L.A.’s musical history was built on garage rock and surf music from the ‘60s, bloated arena rock of the ‘70s and the Aqua Net and peroxide blond hair bands of the ‘80s. During the ‘80s heyday,  labels such as Warner Bros. and Geffen pumped hair bands throughout “Rock ‘n’ Roll Sunset,” from the Rainbow to The Viper Room, where wealthy Turkish tourists with grey suede driving shoes, sailors with penny loafers and frat boys with a penchant for Girls, Girls, Girls gathered.

In any case, Los Angeles is a city predicated upon — and built up exclusively by and for creatives — and corollary gawking tourists. After the initial economic boom of California’s gold rush, Hollywood’s initial population upswing was indebted to the number of sunny days to film, and with the film industry came the aspiring actors, writers, musicians, comedians, and — let’s face it — porn stars.

Generally, prom queens from the Midwest arrive in the city generally (pitifully) wanting to make it, borne up by the levity of casting couch social mobility and upward social climbing, relying on the further buoyancy of their sizzling good looks. Cliché, yes, but they arrive with each bus and LAX inbound flight, indulging in the general painlessness of 72-degrees-and-sunshine-all-the-time. This general “Westward Ho!” behavior should probably be rewarded. It is, after all, evolution and ambition. Right, pioneers? Go West!
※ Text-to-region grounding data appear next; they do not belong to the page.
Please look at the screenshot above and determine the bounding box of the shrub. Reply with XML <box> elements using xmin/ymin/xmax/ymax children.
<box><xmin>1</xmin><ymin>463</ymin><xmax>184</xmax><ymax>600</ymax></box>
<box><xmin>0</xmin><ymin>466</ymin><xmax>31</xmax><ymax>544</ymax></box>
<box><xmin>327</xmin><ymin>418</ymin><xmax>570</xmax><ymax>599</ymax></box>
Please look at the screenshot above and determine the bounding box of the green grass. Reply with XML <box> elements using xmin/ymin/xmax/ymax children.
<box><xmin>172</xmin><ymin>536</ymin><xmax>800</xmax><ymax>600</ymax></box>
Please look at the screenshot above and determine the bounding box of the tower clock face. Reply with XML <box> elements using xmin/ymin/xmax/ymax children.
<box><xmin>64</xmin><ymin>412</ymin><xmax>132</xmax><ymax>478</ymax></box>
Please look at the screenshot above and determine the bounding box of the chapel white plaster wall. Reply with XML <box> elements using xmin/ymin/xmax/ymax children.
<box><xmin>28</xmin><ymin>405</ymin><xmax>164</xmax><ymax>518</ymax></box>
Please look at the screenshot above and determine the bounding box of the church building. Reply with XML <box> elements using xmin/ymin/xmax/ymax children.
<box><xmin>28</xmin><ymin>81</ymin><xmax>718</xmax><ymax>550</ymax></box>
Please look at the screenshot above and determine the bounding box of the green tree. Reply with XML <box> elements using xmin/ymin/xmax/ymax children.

Los Angeles continues to evolve and expand with that Wild West mentality. The city’s recent population boom and influx to the Silicon Beach economy guarantees a continuation of growth, ensuring L.A. will sprawl up, down and sideways. Here’s our guide to everything from neighborhood exploration to restaurants, nights out, shopping, coffee shops and the stark contrasts within the City of (Hell’s) Angels.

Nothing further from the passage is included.